道はというと、崖を回りこむように上り坂になっている。
「この崖を、登れってことかしら。それともこの方向にコトキタウンがあるってことかしら」
たいした違いは無さそうなので、シズクは道なりに進むことにした。
「変な案内板ね」歩きながら呟く。
はたして、道は九十九折になっていた。
「うーん、確かにまっすぐ登った方が早いかも…しれない」
幾つかの崖を回り込んだ後でシズクは、振り返って見た。
周りは森に囲まれているのであまり見とおしは利かないが遠くにミシロタウンの入り口が見える。
ふと気が付くとラムサールが崖に近づいている。
「あまり端に近づくと危ないわよ」
突然、一陣の風が吹き上げてきた。草むらがざざっと揺れる。
シズクは、突然360度の視界を感じた。
「きゃあ」
あっと思うまもなくバランスをくずしてその場に倒れこむ。
宇宙空間というのはこんな感じだろうか、前後左右上下の感覚がなく、どちらを向いているのかもわからない。

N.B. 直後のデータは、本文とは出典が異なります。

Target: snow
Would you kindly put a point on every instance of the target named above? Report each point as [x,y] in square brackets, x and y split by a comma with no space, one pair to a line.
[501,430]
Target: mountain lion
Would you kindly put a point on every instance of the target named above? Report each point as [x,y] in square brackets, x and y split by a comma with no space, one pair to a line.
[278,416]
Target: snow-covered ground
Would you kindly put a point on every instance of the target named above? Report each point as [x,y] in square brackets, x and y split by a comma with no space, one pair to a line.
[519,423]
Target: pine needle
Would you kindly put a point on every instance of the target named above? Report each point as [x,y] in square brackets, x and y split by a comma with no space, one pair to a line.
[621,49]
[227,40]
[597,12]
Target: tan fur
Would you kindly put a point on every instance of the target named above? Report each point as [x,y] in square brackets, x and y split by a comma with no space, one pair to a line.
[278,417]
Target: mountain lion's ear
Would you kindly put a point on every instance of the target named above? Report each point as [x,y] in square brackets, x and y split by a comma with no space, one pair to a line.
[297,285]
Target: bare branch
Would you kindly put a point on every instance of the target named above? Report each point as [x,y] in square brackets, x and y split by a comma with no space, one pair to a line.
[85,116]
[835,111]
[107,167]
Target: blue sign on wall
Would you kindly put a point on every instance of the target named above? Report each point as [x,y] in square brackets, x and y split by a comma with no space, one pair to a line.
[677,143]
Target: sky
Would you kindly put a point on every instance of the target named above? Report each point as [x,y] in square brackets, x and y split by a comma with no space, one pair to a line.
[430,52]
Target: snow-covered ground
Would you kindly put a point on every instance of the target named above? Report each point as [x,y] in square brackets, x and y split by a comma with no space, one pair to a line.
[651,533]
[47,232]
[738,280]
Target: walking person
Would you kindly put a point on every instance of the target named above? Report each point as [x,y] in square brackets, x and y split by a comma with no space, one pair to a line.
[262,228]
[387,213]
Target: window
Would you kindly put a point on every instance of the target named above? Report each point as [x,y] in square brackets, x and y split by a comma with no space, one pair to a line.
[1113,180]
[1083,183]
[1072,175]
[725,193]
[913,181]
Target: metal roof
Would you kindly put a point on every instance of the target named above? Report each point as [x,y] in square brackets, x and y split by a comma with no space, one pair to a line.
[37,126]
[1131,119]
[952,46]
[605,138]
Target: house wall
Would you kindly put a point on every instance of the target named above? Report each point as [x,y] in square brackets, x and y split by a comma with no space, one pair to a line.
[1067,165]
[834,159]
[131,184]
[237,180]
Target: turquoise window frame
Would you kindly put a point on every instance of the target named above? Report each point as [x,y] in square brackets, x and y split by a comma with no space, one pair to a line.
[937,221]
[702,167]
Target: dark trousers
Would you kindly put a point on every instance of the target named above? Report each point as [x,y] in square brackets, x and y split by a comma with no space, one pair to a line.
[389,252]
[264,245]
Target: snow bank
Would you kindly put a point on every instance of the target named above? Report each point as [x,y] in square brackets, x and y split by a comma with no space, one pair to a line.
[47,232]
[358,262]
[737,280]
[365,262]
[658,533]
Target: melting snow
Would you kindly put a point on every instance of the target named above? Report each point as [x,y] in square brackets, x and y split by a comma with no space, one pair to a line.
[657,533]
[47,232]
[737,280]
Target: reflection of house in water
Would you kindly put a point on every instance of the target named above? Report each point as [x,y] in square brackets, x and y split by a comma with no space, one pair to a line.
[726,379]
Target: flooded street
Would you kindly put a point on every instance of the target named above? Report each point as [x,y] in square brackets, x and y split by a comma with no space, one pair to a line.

ラムサールがシズクに駆け寄り、心配そうに「きゅい」と鳴いた。
足下に地面が戻ってきた。
「今の何?ラムサール、おまえなの?」両手をついて体を起こし、頭を振る。
ラムサールは、ただきょとんとしている。
「お願いだから、あまり驚かさないでね」
シズクは、ラムサールをそっと抱き上げると恐る恐る立ち上がる。
そして一歩ずつ足下を確かめるように道の端の草むらまで歩き、座り込んだ。
腕の中のラムサールを見つめる。
「おまえは、背中にも目がついているの?」
ひっくり返して背中を見るが、それらしいものはない。
ラムサールはおとなしくなすがままにされている。
「へんねぇ」
ラムサールを抱き上げて黒い目をじっとのぞき込む。
風がラムサールの頭のひれを揺らした。
「あっ」
またも全方位の視界がシズクを襲った。思わず目をつぶる。
目をつぶると自分がどちらを向いているかという方向感覚は全然ないが、自分自身の視界がない分、平衡感覚はある。
自分の周りで草が揺れているのがわかる。見えるのではなくわかるのだ。
─ずっとこのままだったらどうしよう。
シズクは、急に怖くなって身じろぎをした。シズクが動いたのも感じられた。
不意に風がやんだ。シズクは何も感じられなくなった。
そうっと目を開けて見る。
ラムサールは元気よく尾を振っている。
「やっぱりおまえなのね、ラムサール。
…そう、おまえは空気の流れが感じ取れるのね。
そしてそれをあたしに伝えてるのね。
でも…、前触れも無くそれをやられるとあたし、危なっかしくて道も歩けないわ」
シズクは、ラムサールをぎゅっと抱きしめた。
「きゅー」ラムサールが不満げに身じろぎする。
「ママ、どうしたらいいの?」
不意にラムサールが感じられなくなった。心の中の一部が切り取られたような寂しさを覚える。
「あっ、どうして」
いっそうシズクの手に力が入った。
「きゅいっ」ラムサールが抗議の声を上げる。
シズクが、ラムサールに気持ちを向けたとたん心の中にラムサールが感じられるようになった。